The force shown in the figure below is the net eastward force acting on a ball. The force starts rising at t=0.020 s, falls back to zero at t=0.062 s, and reaches a maximum force of 55 N at the peak. Determine with an error no bigger than 25% (high or low) the magnitude of the impulse (in N-s) delivered to the ball. Hint: Do not use J = FΔt. Look at the figure. Find the area of a nearly equally sized triangle.

I cannot make a good estimate without seeing the figure.

Use the pythagorean theorem

To determine the magnitude of the impulse delivered to the ball, we need to find the area under the force vs. time graph within the given time interval.

Since we have been given a hint to find the area of a nearly equally sized triangle, we can estimate the area under the graph by approximating the shape as a triangle.

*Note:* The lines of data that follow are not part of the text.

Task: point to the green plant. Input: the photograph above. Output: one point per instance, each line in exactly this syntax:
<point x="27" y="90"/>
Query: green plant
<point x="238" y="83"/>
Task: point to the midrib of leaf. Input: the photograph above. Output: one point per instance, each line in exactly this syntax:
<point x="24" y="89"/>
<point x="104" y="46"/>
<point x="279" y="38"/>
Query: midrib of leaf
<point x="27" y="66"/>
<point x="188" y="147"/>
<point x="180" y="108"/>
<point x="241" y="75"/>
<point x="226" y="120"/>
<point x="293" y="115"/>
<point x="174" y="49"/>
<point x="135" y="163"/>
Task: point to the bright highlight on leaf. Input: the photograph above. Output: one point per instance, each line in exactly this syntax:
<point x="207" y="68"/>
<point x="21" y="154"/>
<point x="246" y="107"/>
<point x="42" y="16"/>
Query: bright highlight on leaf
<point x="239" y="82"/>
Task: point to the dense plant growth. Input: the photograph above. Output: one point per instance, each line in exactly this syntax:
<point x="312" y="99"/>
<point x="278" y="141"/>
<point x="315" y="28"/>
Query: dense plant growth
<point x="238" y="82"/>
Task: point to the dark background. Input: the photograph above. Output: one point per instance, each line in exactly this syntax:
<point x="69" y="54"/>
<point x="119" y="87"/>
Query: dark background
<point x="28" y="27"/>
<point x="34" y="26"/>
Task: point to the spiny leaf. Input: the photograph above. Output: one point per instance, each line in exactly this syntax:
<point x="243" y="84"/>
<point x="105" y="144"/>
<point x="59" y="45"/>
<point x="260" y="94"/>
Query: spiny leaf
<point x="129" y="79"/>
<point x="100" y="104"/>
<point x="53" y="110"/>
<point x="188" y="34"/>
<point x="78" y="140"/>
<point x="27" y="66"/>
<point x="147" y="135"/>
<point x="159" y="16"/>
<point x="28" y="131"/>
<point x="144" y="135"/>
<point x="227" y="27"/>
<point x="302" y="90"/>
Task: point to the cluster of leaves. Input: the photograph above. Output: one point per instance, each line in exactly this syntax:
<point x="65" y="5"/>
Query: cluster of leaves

Step 1: Calculate the base of the triangle
The base of the triangle can be determined by calculating the time difference between when the force starts to rise and falls back to zero. In this case, it is the time interval between t = 0.020 s and t = 0.062 s:

base = t_final - t_initial
base = 0.062 s - 0.020 s
base = 0.042 s

Step 2: Calculate the height of the triangle
The height of the triangle can be determined by finding the maximum force reached at the peak, which is given as 55 N.

height = maximum force
height = 55 N

Step 3: Calculate the area of the triangle
The area of a triangle can be calculated using the formula: area = (1/2) * base * height

area = (1/2) * base * height
area = (1/2) * 0.042 s * 55 N

Now, we can calculate the magnitude of the impulse delivered to the ball by finding the area under the graph within the given time interval:

impulse = area = (1/2) * 0.042 s * 55 N

Calculating this expression will give you the magnitude of the impulse delivered to the ball, with an error no bigger than 25% (high or low).